For best results, practice seasonal crop rotation if you’re planting in the ground. Don’t plant your strawberries in locations previously used for growing peppers, tomatoes, or eggplant.
Planting Your Strawberries
For best results with your strawberry plants, make sure you plant them at least 20-inches apart. Leave four-feet between rows to provide enough space for the runners. Strawberry plants like to sprawl during the growing season, and the seedlings send out runners that also produce more runners.
Before planting your strawberry, make sure that you trim the roots back to 8-inches in length. When digging the hole, make sure it’s deep and wide enough to cover the entire root system without bending the roots. However, it’s critical not to plant too deep that you cover the crown.

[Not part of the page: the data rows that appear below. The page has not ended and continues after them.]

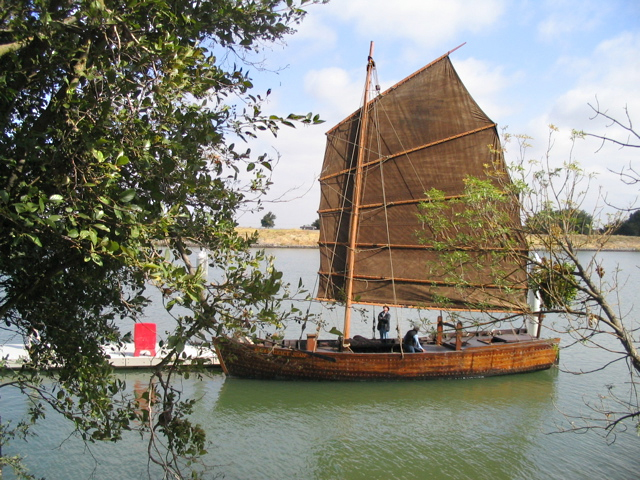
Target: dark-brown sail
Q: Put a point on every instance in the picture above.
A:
(424, 132)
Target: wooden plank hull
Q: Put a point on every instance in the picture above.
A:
(277, 363)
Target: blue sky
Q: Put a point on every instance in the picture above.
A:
(528, 64)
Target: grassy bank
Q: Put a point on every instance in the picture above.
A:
(294, 237)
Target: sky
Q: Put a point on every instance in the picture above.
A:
(528, 64)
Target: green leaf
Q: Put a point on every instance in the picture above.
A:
(128, 195)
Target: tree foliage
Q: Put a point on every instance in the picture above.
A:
(122, 127)
(571, 282)
(269, 220)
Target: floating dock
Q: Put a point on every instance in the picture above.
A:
(15, 356)
(143, 353)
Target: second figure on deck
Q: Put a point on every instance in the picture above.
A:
(411, 341)
(384, 321)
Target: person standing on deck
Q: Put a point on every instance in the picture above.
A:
(384, 322)
(411, 342)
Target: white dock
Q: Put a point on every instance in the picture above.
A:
(14, 356)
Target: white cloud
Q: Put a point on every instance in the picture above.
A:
(486, 84)
(610, 75)
(566, 17)
(423, 22)
(336, 90)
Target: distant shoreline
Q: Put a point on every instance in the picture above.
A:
(298, 238)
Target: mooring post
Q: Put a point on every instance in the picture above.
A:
(312, 342)
(459, 336)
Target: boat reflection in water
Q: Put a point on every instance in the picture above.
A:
(440, 429)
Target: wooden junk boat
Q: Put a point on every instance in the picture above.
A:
(424, 132)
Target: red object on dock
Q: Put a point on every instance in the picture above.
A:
(144, 338)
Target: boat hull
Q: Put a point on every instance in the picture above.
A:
(247, 360)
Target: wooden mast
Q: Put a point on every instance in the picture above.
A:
(357, 189)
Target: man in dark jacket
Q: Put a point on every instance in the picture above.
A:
(384, 321)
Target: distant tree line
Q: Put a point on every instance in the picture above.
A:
(630, 227)
(567, 219)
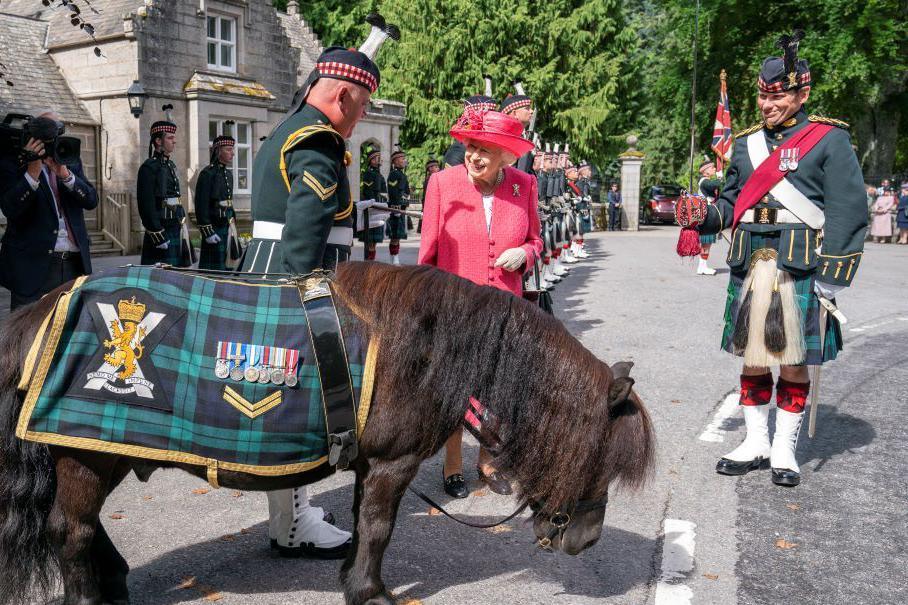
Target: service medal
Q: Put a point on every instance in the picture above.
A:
(221, 370)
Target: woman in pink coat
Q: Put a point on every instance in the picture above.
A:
(480, 222)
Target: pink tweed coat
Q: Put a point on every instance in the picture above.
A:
(454, 234)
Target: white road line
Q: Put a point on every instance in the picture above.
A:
(677, 562)
(714, 431)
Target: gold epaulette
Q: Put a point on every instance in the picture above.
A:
(751, 130)
(830, 121)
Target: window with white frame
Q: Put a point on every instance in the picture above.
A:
(242, 157)
(222, 33)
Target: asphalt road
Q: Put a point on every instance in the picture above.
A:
(690, 536)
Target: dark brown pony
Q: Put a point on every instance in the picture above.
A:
(570, 427)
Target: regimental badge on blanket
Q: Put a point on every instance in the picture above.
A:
(257, 363)
(128, 325)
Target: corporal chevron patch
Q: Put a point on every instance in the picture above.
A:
(320, 190)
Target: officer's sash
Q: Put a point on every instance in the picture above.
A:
(767, 176)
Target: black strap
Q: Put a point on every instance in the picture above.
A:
(437, 506)
(334, 375)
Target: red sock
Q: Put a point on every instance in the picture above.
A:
(756, 390)
(792, 396)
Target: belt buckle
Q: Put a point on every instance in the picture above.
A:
(766, 216)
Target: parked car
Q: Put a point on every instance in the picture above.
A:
(659, 205)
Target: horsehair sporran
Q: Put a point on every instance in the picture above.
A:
(444, 345)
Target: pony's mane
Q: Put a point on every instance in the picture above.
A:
(444, 339)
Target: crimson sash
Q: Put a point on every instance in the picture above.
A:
(767, 175)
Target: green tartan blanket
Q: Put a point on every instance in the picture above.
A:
(170, 366)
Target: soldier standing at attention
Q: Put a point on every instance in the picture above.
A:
(302, 220)
(795, 203)
(373, 187)
(214, 212)
(398, 197)
(158, 197)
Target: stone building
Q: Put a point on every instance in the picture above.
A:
(215, 61)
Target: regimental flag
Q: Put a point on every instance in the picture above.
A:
(722, 136)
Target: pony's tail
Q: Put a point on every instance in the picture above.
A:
(633, 443)
(27, 481)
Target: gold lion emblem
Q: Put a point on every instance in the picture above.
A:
(124, 353)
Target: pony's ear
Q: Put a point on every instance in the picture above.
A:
(622, 369)
(619, 392)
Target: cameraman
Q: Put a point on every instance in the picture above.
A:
(46, 242)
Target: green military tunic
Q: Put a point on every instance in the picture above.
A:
(162, 215)
(302, 209)
(373, 187)
(830, 178)
(398, 197)
(214, 213)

Leave the crown uncovered at the surface of the soil. If you plant over the crown, it results in the rotting of the plant. After planting, make sure you water the strawberry bush thoroughly to minimize transplant shock.
Caring for Your Strawberries
During the early summer, mulch around the base of the plant using a premium quality fertilizer. Pull all weeds and be diligent about weeding your garden through the season. Water your plants three times a week, for a total of 1-inch.
When the plant starts producing runners, it requires more watering, so up your watering schedule when the first runners start appearing. Use general fertilizer at the beginning of the summer to bolster growth and increase fruiting.
In warm climates, your strawberry plant will start producing berries 30-days after fertilizing the blossoms. In the first year, we recommend that you pick off the blooms to prevent the plant from fruiting. The first season with your plant produces under-ripe berries that don’t taste great. However, successive seasons will produce ripe and tasty berries.
Overwintering Your Strawberries
Strawberry plants are perennial, meaning that they live for multiple seasons. Strawberries handler to colder months of the year quite well. With the right preparation before the cold weather sets in, you can successfully overwinter your strawberry plants.
If you live in a region of the United States that has mild winters, then you won’t have to worry about any wintertime preparations. The plants will survive with minimal water until the spring; however, if you live in a climate where the temperatures fall below the 20°F.
Make sure you mulch over the plant during the start of winter. If you experience snow, cover the plant with burlap. The mulch will help to retain moisture in the soil over the winter without freezing the root system. You don’t need to water the plant over the winter. Remove the burlap and mulch after the last frosts fall in your region.
Common Pests and Diseases Affecting Strawberries
Strawberries are sweet and tasty, and there are plenty of pests that agree with you. Some of the common pests affecting strawberry plants include Japanese beetles and spider mite, as well as slugs. If you notice the signs of leaves wilting on your plants, you could be dealing with any of these pests. Use an organic pesticide to bring your plants back to health.
Diseases affecting strawberry plants include gray mold and powdery mildew. Wedding your beds and using a gritty-style mulch can help to deter pests like slugs. Pureed garlic mixed with neem oil is an excellent organic pesticide. If birds start eating your berries, cover them with a shade cloth frame.
Tips for Harvesting Strawberries
Your strawberries are ready for harvest around 4 to 6-weeks after blossoming. Only harvest the ripe berries, and pick your strawberry pant every third day during the fruiting season. Make sure that you cut the berry on the stem, pulling the berry from the could damage your plant. If you’re growing a June-bearing variety, then the harvest will extend for three weeks.
Tips for Storing Strawberries
After picking your berries, leave them unwashed in the refrigerator for three to five days. If you have more berries than you can eat, then store them in an airtight bag in the freezer for up to 3-months.